Nancy Beal, an arts teacher in primary school, offers some precious pieces of advice to help parents to develop their kids’ creativity.
The materials and the environment
You need to think primarily in terms of art materials. You should teach long-term familiarity with these materials so that the children can master them and use them to express their own life experiences. The goal is to have the children feel so comfortable and confident with these materials that they are willing to use them to speak about their innermost thoughts and feelings. Keep each art material separate, so that it can be clearly understood. A clarity of presentation frees the children to work creatively
You need to create a working environment, an accepting atmosphere in which the children can feel safe, comfortable, and emotionally secure. That will help their art experience to be exploratory, to be unthreatening and fun.
What to teach
Six basic art areas: collage, painting, clay, drawing, printmaking, and construction can be learnt to young children. For each of these, you can order materials that are satisfying to the eye and stimulating to the touch. You should first begin with an open-ended exploration of the materials. This exploration in the beginning might be much more important than seeking any specific results.

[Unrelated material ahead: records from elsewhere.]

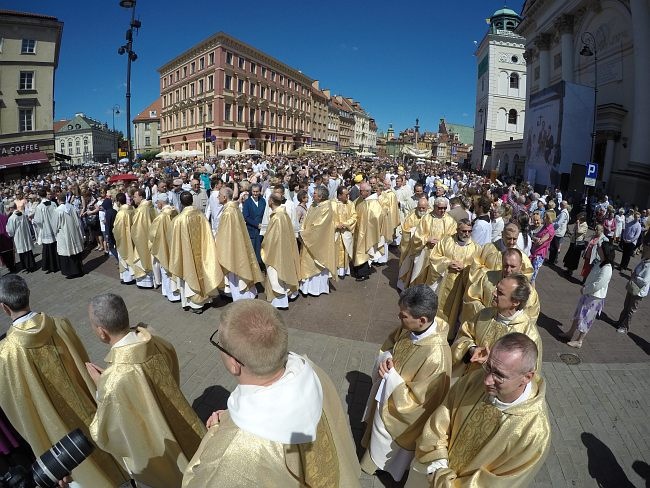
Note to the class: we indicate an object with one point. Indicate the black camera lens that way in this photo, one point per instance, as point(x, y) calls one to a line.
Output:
point(61, 459)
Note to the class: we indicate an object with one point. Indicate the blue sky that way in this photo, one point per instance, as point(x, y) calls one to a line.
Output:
point(400, 61)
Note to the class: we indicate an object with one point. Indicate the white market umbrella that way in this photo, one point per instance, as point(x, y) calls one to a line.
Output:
point(228, 152)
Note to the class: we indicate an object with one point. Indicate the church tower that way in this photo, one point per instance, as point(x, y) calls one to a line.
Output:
point(501, 87)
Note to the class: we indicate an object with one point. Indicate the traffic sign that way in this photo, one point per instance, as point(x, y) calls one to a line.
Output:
point(592, 174)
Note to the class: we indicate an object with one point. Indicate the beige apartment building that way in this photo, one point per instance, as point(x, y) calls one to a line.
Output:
point(29, 55)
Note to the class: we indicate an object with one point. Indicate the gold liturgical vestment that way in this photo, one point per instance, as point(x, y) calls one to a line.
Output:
point(452, 284)
point(47, 392)
point(425, 367)
point(236, 458)
point(388, 201)
point(160, 235)
point(140, 222)
point(368, 238)
point(194, 255)
point(485, 447)
point(484, 330)
point(491, 258)
point(346, 215)
point(479, 296)
point(122, 233)
point(280, 256)
point(429, 227)
point(317, 234)
point(142, 415)
point(234, 248)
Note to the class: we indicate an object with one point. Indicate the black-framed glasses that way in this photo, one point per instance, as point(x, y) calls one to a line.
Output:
point(223, 349)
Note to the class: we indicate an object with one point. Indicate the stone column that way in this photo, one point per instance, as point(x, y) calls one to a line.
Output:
point(543, 44)
point(611, 136)
point(565, 28)
point(640, 142)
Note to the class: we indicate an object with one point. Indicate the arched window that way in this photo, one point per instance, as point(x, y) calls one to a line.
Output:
point(512, 116)
point(514, 80)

In the beginning, you can introduce collage, paint, clay, and pencil drawing. And later, you may add printing and construction. When you feel the children have really had it with one material and are ready to move on, however, try to extend each material as long as possible to give the kids a chance to truly explore it in depth. Their investigations may require many weeks, months, and even years. This approach produces a rich, personal art, an expression of something the children have explored deeply and to which they have applied their newly acquired skills.

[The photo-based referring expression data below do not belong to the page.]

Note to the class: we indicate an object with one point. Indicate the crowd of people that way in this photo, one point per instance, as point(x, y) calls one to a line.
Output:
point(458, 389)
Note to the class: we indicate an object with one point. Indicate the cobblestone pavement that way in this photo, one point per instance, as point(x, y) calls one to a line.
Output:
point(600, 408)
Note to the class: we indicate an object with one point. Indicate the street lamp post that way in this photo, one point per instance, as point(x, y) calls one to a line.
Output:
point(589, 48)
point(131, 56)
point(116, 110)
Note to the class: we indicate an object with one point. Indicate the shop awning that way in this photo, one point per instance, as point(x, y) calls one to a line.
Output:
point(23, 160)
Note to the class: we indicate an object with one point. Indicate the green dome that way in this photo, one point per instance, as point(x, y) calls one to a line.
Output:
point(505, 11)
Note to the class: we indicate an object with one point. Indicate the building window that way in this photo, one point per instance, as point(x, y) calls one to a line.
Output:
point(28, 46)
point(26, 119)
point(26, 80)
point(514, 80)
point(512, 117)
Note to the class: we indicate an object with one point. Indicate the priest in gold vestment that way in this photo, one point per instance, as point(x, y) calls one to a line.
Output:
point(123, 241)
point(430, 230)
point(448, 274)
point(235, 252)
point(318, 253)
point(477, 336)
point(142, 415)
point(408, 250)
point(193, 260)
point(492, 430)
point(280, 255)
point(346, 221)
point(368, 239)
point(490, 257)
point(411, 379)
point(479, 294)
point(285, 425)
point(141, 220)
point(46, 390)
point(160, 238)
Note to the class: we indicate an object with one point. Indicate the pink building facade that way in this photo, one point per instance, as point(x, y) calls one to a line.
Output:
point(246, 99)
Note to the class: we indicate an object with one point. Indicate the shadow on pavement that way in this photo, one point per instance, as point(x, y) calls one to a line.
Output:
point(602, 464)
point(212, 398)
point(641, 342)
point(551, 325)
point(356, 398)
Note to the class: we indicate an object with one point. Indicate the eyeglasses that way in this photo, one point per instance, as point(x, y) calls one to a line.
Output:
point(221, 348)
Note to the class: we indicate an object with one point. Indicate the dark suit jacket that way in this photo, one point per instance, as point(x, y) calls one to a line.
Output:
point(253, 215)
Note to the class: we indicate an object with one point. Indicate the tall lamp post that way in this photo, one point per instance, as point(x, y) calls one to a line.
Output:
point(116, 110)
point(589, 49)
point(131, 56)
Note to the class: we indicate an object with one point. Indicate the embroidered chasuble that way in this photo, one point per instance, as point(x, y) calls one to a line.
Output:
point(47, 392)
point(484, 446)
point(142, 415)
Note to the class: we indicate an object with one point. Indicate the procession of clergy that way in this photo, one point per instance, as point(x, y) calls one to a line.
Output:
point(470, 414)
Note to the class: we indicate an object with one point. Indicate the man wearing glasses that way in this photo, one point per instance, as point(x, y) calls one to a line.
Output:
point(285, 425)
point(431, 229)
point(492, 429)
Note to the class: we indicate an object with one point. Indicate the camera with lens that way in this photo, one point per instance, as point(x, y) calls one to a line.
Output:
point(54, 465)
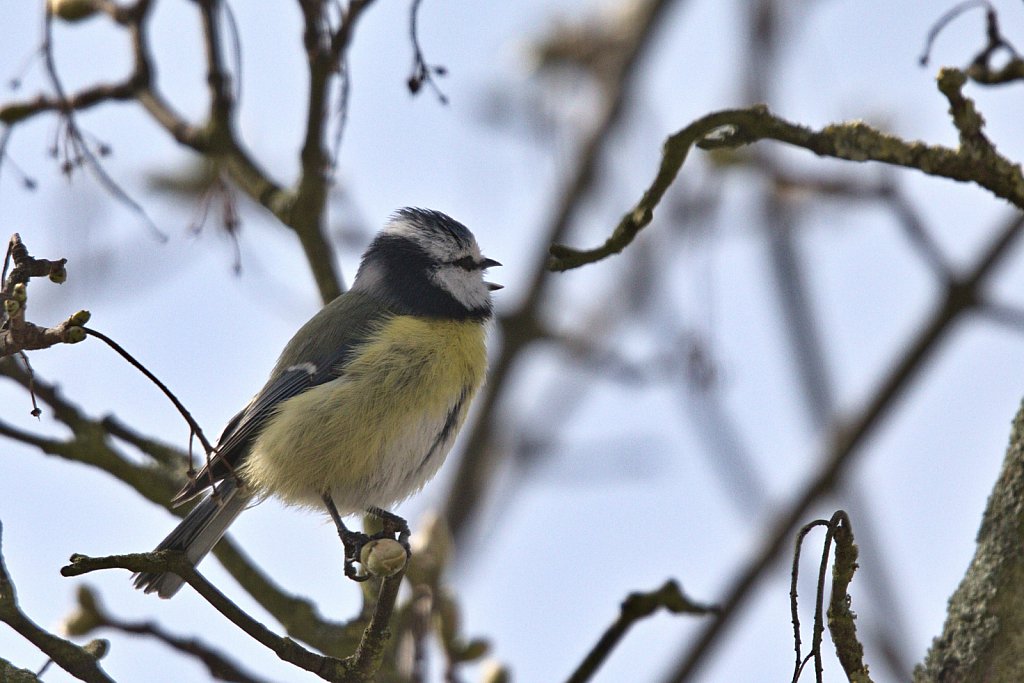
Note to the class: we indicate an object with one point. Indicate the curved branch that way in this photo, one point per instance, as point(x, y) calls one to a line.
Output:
point(963, 295)
point(976, 161)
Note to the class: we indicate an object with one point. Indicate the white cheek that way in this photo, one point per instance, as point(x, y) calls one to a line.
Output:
point(466, 286)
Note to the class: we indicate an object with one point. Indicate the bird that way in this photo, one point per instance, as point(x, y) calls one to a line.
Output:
point(365, 401)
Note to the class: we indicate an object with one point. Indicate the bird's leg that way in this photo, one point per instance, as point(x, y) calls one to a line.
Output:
point(391, 524)
point(352, 541)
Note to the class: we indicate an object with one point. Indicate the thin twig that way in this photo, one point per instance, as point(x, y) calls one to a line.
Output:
point(963, 295)
point(636, 606)
point(193, 425)
point(76, 660)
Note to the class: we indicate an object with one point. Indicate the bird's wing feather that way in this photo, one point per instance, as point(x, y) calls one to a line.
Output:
point(315, 354)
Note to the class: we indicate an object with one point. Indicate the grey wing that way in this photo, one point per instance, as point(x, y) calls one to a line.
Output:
point(316, 354)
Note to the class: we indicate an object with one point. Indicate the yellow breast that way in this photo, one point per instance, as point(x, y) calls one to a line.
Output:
point(380, 431)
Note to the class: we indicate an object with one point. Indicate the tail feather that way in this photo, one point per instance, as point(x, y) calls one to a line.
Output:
point(197, 535)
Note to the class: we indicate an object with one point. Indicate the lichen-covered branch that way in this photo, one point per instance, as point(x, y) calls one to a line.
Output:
point(90, 444)
point(637, 606)
point(981, 640)
point(357, 668)
point(975, 161)
point(75, 659)
point(964, 294)
point(16, 333)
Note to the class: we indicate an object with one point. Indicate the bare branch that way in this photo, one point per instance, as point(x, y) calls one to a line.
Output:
point(76, 660)
point(636, 606)
point(520, 328)
point(976, 161)
point(963, 295)
point(978, 640)
point(361, 666)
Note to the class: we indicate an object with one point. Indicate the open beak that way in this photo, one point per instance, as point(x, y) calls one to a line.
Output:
point(489, 263)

Don’t think about how you want things to look and stop trying to march the kids step-by-step towardsthat end. You should be interested in the process itself and in having the child connect with it in a personal way. Let each one work at his or her own pace.

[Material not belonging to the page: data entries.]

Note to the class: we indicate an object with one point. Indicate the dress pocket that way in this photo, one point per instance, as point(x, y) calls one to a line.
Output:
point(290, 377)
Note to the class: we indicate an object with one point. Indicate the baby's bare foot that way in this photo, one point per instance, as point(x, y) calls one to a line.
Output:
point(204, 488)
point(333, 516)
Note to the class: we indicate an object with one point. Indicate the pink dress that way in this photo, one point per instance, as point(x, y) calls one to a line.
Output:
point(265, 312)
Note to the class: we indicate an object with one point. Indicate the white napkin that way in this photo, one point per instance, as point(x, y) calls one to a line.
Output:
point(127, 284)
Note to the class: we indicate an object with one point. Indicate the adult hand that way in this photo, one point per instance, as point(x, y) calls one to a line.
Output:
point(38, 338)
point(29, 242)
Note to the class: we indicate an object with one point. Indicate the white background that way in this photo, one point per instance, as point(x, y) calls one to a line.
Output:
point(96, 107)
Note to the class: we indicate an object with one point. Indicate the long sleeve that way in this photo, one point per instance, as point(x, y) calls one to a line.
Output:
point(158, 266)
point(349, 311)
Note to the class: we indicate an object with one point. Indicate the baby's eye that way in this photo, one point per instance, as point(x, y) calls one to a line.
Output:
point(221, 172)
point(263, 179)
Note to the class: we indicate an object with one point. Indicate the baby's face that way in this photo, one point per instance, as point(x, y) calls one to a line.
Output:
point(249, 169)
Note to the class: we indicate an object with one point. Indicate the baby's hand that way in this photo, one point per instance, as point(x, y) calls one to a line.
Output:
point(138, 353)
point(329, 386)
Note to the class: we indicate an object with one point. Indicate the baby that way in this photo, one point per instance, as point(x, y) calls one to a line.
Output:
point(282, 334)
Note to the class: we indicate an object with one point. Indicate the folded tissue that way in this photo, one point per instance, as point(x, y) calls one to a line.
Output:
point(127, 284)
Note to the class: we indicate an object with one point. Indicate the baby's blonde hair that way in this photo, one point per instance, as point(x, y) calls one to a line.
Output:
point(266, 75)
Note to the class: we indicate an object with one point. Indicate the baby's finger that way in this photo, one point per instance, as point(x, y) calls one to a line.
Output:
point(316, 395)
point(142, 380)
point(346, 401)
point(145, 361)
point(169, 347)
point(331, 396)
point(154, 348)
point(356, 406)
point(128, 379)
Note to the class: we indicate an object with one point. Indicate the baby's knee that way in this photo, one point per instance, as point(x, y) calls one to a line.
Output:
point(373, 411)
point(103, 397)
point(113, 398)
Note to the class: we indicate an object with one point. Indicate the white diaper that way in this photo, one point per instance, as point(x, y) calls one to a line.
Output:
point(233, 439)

Try to intervene as little as possible, while setting clearly defined limits as to what use of materials.
How to observe the work
It’s important that a grown-up not project his or her own ideas onto the work. Asking a five- or six-year-old what his painting or drawing represents can be confusing. The painting or drawing may have one image along with many additional shapes and lines, added for the purposes of design. You have to understand the child’s aims and can accomplish this by paying close attention to what is happening.